The best of Dorset in words and pictures

Treasures of Dorset: Gold Hill

Tom Burn goes to 'the top of the world', or at least Shaftesbury

What connects a flour rich in wheat germ, the director of the hit feature film, Alien, and the son of a Bohemian innkeeper and zither player? The unlikely answer is a steep, cobbled street in North Dorset. Gold Hill, which connects the centre of Shaftesbury to the parish of St James at the foot of the hill, was the setting for the famous Hovis advertisement, directed by Ridley Scott and accompanied by Dvorák’s ‘New World’ Symphony. Made forty years ago, it has been voted Britain’s favourite advertisement, despite a cheesy script including lines like ”Twas like taking bread to the top of the world’ as a young lad pushes his bike up the hill.

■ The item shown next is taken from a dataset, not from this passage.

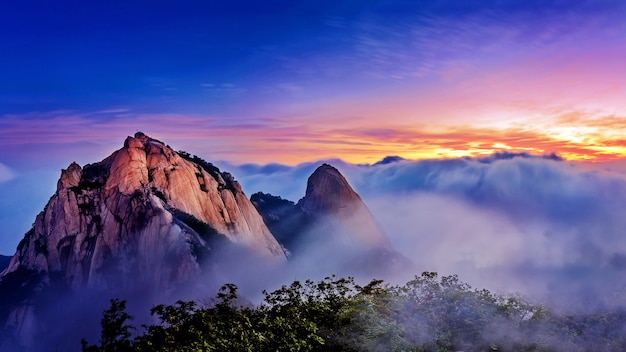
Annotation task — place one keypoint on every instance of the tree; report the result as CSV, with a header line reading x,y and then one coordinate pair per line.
x,y
116,332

To this day a collecting box shaped like a Hovis loaf stands at the top of Gold Hill for local charities.
Even before the TV people descended on Shaftesbury, the view from the top of Gold Hill attracted both visitors and illustrators of chocolate boxes. It combines the satisfying curve of the houses on the left, the great rampart of Shaftesbury Abbey’s retaining wall on the right, the old-fashioned cobbles in the foreground and the broad vista of the Blackmore Vale beyond. Bizarrely, the view has even appeared on the cover of the Toronto telephone directory and of an Italian fabric merchant’s catalogue, on which the tiles of the roofs were replaced by different fabric designs.